I found the mock tumor board very interesting. They covered a lot in a short period of time. A couple of adult patients were presented, along with a pediatric case. What I really appreciated was the panelists highlighting how diagnosis, classification and treatment approaches have changed from ten plus years ago to today. They also discussed the importance of long running studies, enrolling in clinical trials and quality of life concerns. It was a perfect session for preceding the presentation on Patient Outcomes Assessments. The panelists who participated in the tumor board session were:
- Evanthia Galanis, MD (Mayo Clinic)
- Jason T. Huse, MD PhD (MD Anderson)
- Jennifer Yu, MD PhD (Cleveland Clinic)
- Shawn Hervey-Jumper, MD FAANS (UCSF)
- Vijay Ramaswamy, MD PhD FRCPC (Hospital of Sick Children, U of Toronto)
As a care partner who experienced hearing the classification of a brain tumor diagnosis as an “Anaplastic Oligoastrocytoma” back in 1999, I thoroughly appreciated the discussion by Dr. Huse and Dr. Yu regarding pathology analysis before the addition of genomic dimensions became part of the neuro-pathology toolbox. Below are a couple of slides from during the presentation.

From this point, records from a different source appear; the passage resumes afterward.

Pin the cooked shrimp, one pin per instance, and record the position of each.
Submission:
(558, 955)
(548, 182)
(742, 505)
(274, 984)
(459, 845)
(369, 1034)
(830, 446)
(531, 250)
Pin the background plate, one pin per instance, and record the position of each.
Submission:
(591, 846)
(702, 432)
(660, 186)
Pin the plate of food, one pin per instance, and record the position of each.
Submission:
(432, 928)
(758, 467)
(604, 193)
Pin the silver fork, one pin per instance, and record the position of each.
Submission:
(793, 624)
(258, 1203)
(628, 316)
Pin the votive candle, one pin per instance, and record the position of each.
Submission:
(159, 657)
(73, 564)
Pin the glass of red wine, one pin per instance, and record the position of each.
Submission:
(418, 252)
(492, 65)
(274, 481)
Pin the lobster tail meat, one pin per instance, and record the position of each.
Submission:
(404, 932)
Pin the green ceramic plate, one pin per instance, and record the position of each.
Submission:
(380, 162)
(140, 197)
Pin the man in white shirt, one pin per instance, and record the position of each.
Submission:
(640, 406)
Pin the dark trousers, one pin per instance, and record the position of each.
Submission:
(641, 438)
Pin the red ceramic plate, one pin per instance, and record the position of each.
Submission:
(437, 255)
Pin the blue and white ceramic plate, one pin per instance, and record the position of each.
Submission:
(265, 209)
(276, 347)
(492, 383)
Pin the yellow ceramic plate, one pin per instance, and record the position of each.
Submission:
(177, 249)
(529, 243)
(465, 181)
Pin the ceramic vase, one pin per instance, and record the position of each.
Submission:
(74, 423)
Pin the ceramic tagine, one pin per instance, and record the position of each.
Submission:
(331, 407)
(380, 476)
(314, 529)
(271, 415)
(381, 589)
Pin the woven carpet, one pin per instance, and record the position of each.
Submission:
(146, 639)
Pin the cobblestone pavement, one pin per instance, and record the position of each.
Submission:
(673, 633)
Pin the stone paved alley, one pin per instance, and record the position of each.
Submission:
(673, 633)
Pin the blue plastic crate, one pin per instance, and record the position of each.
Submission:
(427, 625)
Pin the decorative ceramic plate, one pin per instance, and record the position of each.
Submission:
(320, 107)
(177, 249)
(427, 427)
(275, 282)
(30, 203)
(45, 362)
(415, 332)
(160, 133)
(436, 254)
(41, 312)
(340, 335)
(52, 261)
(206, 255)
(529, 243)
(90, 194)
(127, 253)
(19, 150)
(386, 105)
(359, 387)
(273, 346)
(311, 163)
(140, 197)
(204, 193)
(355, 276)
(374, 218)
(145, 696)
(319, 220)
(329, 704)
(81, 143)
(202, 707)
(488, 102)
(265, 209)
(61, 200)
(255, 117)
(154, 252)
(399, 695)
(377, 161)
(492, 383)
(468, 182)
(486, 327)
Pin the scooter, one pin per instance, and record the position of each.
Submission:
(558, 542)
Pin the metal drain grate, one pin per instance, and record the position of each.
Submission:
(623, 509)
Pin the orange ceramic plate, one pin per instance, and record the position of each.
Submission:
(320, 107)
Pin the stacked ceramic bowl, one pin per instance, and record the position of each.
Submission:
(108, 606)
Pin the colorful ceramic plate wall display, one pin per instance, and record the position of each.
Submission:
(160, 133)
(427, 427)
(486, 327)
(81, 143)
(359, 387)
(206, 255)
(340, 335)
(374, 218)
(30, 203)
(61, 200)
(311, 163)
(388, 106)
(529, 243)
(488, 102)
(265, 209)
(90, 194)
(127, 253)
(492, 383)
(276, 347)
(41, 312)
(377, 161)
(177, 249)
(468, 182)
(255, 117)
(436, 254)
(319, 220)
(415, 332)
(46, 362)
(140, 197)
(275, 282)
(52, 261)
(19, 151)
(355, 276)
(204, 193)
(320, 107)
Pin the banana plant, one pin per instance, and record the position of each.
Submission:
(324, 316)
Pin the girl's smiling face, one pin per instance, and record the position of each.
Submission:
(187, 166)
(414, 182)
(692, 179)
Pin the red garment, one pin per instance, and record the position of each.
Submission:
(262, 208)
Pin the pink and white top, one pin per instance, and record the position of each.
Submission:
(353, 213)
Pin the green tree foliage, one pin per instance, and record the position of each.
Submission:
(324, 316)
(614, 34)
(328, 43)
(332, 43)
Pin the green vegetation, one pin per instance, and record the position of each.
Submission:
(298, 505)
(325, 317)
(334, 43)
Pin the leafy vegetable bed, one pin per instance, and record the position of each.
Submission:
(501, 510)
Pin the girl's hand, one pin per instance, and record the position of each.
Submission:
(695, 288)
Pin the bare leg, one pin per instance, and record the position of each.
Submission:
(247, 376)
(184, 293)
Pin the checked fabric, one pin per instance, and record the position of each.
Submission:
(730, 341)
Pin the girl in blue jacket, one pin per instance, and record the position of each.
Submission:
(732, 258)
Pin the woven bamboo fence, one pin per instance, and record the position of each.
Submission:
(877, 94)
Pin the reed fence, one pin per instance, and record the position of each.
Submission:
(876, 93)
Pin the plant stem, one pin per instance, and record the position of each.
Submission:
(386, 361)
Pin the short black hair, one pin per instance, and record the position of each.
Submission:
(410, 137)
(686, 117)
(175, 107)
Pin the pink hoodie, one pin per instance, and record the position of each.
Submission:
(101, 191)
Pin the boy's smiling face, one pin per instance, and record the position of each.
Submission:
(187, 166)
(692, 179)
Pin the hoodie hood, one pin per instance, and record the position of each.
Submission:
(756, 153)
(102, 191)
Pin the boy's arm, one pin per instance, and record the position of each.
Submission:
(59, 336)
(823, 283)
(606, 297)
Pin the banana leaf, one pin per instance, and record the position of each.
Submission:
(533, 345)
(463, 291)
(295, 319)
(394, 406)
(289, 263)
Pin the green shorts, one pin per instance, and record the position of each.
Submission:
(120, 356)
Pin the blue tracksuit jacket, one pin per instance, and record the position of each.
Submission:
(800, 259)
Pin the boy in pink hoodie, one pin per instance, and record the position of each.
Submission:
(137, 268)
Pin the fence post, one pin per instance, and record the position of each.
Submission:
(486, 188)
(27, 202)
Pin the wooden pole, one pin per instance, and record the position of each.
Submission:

Both of the adult patients that were presented included discussion around how the patient experienced progression/ recurrence and what would be discussed along with how new information from long running studies would have been applied differently at initial discovery today. Dr. Hervey-Jumper did an excellent job covering surgical concerns and decision implications related to whether to excise the tumor, conduct a biopsy or consider observation. Likewise Dr. Galanis and Dr. Yu were open on lessons learned associated with low grade gliomas and malignant progression. Below are some slides I captured from that segment.
The tumor board did not go deeply into the molecular dimensions as part of the recurrence, but they did include a slide that illustrated mutational burden associated with disease recurrence. Unfortunately, I did not capture that slide. They applied this same approach to a pediatric case diagnosed with Medullablastoma. Dr. Ramaswamy was obviously front and center for this portion of the session. Below is a slide from that segment.
All in all, an excellent and highly informative session. My notes do not do justice for what was discussed along with its depth. When the ABTA posts the recording of this presentation, I recommend viewing it along with the question and answers at the end.
Special thanks to ABTA, Dr. Gilbert and the panelists involved. Well done!